At lunch (served from 11 am to 4 pm), the same procedure rules: we ordered up front several sushi rolls, the California ($8.95) and a Crunchy Spicy Tuna Roll ($11.95), along with Tuna Tartare and Guacomole ($12.95). I eyed the Swordfish Soft Taco ($14.95) but decided to hold for another day. (Tacos are made to order.) Later, Bob brought out his signature Brussels Sprout Salad ($12.95), shaved sprouts (actually blanched for a moment) with Manchego cheese, almonds, and honey mustard vinaigrette....so good that Ron ordered another to take to Santa Barbara for Heidi. I spotted a woman at the next table eating a Green Chili Burger ($12.95) and decided I needed one of those; think roasted, smokey poblano chiles and grated sharp chedder piled on top but not melted... piquantly wonderful. By now I realized that this was not the usual fast-food eat here-or-take out emporium... the food is absolutely wonderful, the service fast and efficient, and the kind-of-funky atmosphere was inviting and, yes, fun.

My waitperson, Amberlee, and her cohorts were all so attractive and helpful, full of zeal, that I commented on this and Bob noted that they had over 2,000 applicants for the 110 open jobs. He noted that his food guys, led by Chef de Cuisine Vincent Valenzona, are constantly walking over to the Santa Monica Farmer's Market and he doesn't have any freezer here except for the gelato/ice cream... it's all fresh, organic, healthy and utterly delicous. So back we came for dinner, my stalwart reviewing team of Penny McTaggart and David Rapoport, and new addition Patty Eisenberg. The wine was flowing freely (they have a full bar!), and I was delighted to find a bottle of Laetitia's Nadia Red and the fabulous Brut Rose on the list, while bar manager Brian assured me that the Laetitia Pinot Noir would soon join them. Wines are available in 6 oz. and 10 oz. pours as well as by the bottle. The music was not overwhelming, but as Penny noted, they were playing an eclectic soundtrack... from Neko Case to Zydeco to The Monkees.
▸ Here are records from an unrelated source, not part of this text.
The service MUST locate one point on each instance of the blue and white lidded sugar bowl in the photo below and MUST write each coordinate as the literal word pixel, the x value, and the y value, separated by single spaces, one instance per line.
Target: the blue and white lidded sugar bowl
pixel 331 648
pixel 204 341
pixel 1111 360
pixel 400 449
I was waiting for Sinatra, but he never appeared.

A wonderful website called A Hamburger Today just reviewed their burgers and said, "a beautifully crafted burger from a very professional operation." They went on to comment about the cheeseburger, open-faced and topped with a large pile of unmelted, shredded Tillamook sharp cheddar.
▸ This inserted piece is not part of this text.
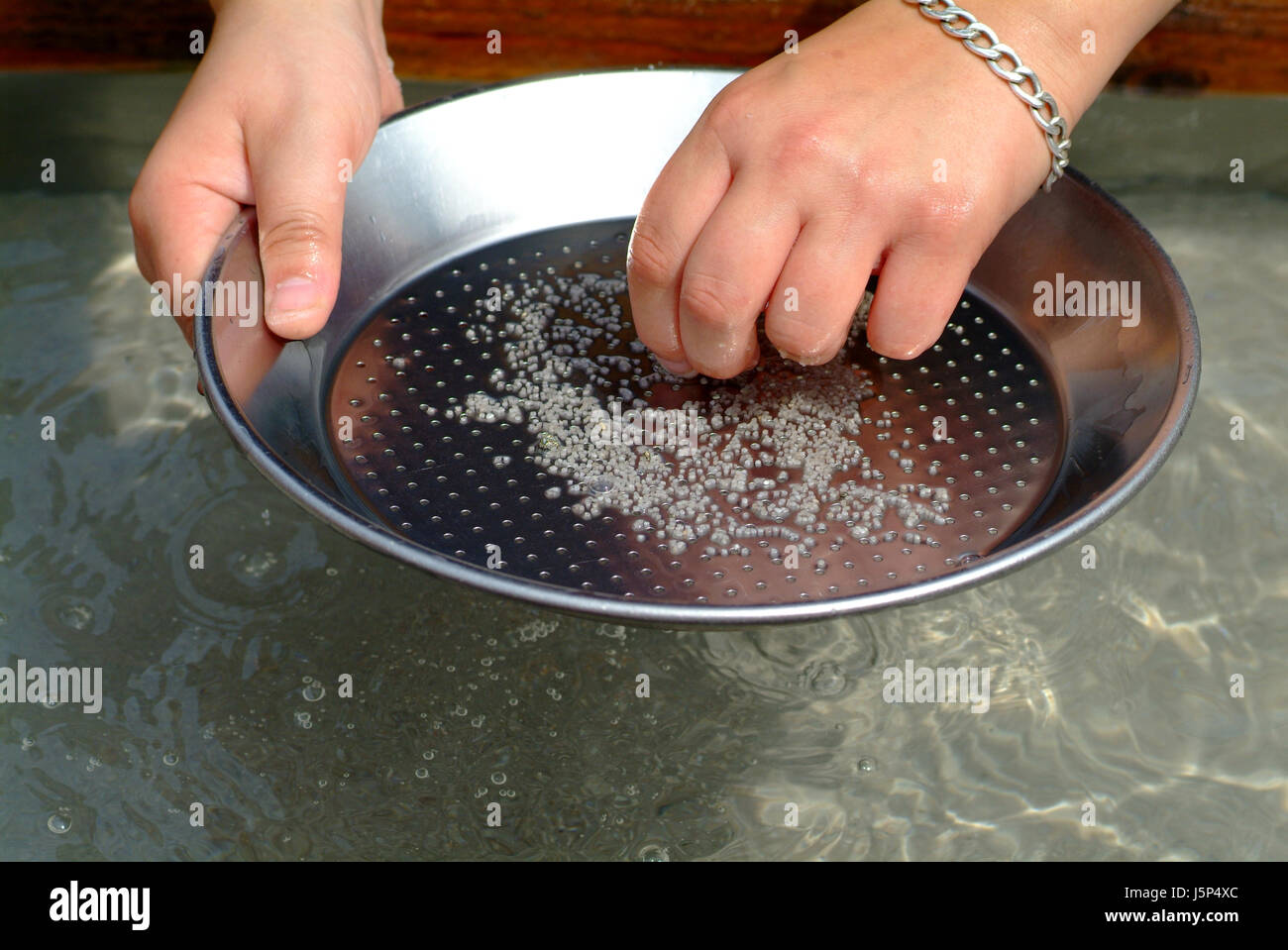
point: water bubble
(824, 679)
(76, 615)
The beefy flavor cuts through the addition of lettuce, tomato, red onion and pickle. The grind is superb - course to the point of just being able to hold its form as it breaks apart in the mouth and allows the fat and juice to do what they are meant to do - please the eater. The meat is 100% chuck from Premier Meats, full of char and smoky flavor from the wood grilling (hickory, mesquite, white oak and cherry). The bun is our favorite part of this burger, a homespun recipe by Lynn made by a local bakery. With its slight crunch from a quick toasting and slather of Russian dressing (a recipe which Lynn cadged from his mother), it may well be our favorite bun in town.
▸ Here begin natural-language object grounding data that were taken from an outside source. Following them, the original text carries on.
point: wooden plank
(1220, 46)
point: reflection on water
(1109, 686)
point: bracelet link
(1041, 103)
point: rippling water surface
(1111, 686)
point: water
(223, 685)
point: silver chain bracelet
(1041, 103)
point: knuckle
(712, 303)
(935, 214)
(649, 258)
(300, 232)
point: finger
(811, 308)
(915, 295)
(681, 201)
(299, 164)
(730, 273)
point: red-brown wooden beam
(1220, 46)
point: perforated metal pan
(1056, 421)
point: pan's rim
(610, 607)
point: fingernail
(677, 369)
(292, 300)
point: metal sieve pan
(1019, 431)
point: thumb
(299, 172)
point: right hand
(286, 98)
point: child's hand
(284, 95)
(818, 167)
Wow..that says it all, it's one of the best burgers to be found in Los Angeles! As I mentioned, after 25 years tooling Houston's operation and menu, Bob Lynn opened a few LGO places in Arizona to much acclaim. Then came a branch at the historic 1934 Del Mar train station in Pasadena, before he teamed up with the prolific restaurant group to help create Hub 51 in Chicago, Lettuce Entertain You, Rich Melman's operation out of Chicago... and the Santa Monica location is the initial result. My suspicion is that it won't be the last. That first dinner was a revelation for us all. I'm a nut about fried chicken, trying it everywhere and usually finding it lacking. Not here, oh no. It turns out that this is probably the only Southern California bastion of fried chicken made according to the treasured recipe of legendary Southern cook Edna Lewis, who died at the age of 97 and left her heritage to Scott Peacock, who wrote a slew of cookbooks memorializing her. Bob told me that it is brined for two days in buttermilk and a touch of sugar and spices, then crisply fried (in her day, I'm sure it was in lard, not here) and served with real mashed potatoes and homemade cole slaw ($17.95). Bob called it our "rock star dish" because it seems that some very famous musicians who live in the area and dine at LGO order it compulsively.

Patty wanted the Turkey Meatloaf ($14.95), a fine choice... it was spiced perfectly, served with a mushroom 'party' gravy and mashed. I was in need of a fatty, rich piece of meat, so the Braised Niman Ranch Pork Shoulder ($18.95) was the obvious choice. Incredibly juicy, utterly decadent, with a mustard-apricot glaze. Penny was paying attention to her Sonoma Salad ($12.95), butterleaf lettuce, roasted beets, Marcona almonds, asparagus and goat cheese. Did I mention that we had been graciously given a few Spicy Tuna Rolls ($10.95), so authentic it would have paused Nobu in his tracks. We finished with a selection of desserts ($5-7), my favorite the Red Velvet Cake, while Penny and Patty scarfed up the fruit-and-nut granola-like bowl. David set himself the task of finishing the cup of rich, dark Chocolate Pudding, which he accomplished with ease.

LA GRAND ORANGE is an exciting anomaly... a departure from the 'norm' which surprises and pleases beyond all expectation! A wise food critic friend who dined there yesterday emailed me her comment: "The food here is so far beyond what one would expect for a casual beachside restaurant... it would win praise at the finest white-table eatery anywhere in America." Hear, hear. It is my new favorite drop-in spot, and the moment the word gets out about the choice offerings and fun setting, it is going to roar like gangbusters. Bob Lynn, my hat is off to you. Doors open daily at 6:30 am every day of the year.